In January, the cabinet-level State Council first said it would reduce capacity by 100 million to 150 million tons without setting a deadline, Xinhua reported at the time.

In February, the council issued a second statement, promising that the cuts would take place "over the next five years."

Subsequent official reports have referred to a 10-percent capacity cut by 2020. But some officials have also suggested that the targets for downsizing should be raised.

"If production stays at 800 million tons, then we need to cut 200 million tons for the situation to become acceptable," said Luo Tiejun, identified by Reuters as vice head of MIIT's raw materials department.

Call for deeper cuts

On July 8, a statement by the State Council's State-owned Assets Supervision and Administration Commission (SASAC) called for faster and deeper cuts by state-owned enterprises (SOEs) in the steel and coal sectors, suggesting that the industry-wide targets were not high enough.

Steel and coal SOEs should eliminate 15 percent of their capacity in the next five years, Xinhua quoted SASAC as saying.

Twenty-five SOEs were asked to reduce capacity by 10 percent within two years "to set examples for private enterprises in dealing with overcapacity," the agency said.

But the progression of targets will be hard to evaluate as long as plants reported as shut can be restarted at will.

"The Chinese have been promising steel cuts for more than a decade.
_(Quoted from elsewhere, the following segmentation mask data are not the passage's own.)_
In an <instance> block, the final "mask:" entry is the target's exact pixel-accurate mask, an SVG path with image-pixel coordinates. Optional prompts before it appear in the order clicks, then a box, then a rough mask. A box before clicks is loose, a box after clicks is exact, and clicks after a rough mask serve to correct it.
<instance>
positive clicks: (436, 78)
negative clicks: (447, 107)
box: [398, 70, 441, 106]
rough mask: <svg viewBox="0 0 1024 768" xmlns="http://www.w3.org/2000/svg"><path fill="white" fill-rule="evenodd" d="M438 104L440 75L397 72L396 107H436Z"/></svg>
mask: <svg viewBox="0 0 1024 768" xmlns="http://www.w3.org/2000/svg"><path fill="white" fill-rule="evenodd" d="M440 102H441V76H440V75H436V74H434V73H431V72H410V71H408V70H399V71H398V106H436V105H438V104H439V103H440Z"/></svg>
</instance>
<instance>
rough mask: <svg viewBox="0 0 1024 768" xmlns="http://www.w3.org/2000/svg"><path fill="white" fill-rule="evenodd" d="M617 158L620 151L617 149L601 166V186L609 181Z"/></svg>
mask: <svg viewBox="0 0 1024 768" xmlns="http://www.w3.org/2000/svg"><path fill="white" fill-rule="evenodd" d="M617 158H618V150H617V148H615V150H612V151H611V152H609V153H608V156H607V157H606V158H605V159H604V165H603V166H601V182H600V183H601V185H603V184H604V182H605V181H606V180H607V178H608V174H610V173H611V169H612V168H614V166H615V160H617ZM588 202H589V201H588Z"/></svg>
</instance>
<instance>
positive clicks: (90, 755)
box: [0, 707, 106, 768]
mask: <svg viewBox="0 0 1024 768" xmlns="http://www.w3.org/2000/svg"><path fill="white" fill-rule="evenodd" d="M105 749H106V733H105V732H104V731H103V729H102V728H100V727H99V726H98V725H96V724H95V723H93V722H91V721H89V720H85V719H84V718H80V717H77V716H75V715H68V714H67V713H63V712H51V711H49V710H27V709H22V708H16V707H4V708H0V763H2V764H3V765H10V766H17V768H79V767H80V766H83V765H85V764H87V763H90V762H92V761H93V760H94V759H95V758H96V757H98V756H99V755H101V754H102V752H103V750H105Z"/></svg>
Tinkering with the cuts you've promised but never implemented should not impress anyone," said Scissors.

"Overcapacity has expanded since this government started addressing the problem of overcapacity," he said.

Even the accelerated targets for capacity cuts among SOEs may do little to affect the world steel market, given the size of the surplus, which is now about twice as large as the planned reductions by 2020.

Worries at the local level

Worries about unemployment and social stability in China lie at the heart of the capacity problem, particularly at the local level.

The government has estimated that 500,000 workers will lose their jobs in the iron and steel industry, which employs 4.2 million, under the schedule of capacity cuts outlined in January.

Officials have given no new estimate of job losses under the accelerated cuts for SOEs urged by SASAC this month.

While the losses are considered manageable for overall employment at the national level, they are a major concern for the industrialized provinces where steel mills are concentrated.

"It's not an aggregate labor market problem. It's a subnational labor market problem," said Scissors.

"No provincial governor wants to be saddled with hundreds of thousands of people that he can't re-employ coming out of his steel sector," he said.

In February, the central government announced a fund of 100 billion yuan (U.S. $15.3 billion) to support resettlement costs over two years for the 1.8 million workers expected to be laid off in the steel and coal industries, but it has yet to estimate the total of job losses from other overcapacity industries and planned SOE reforms.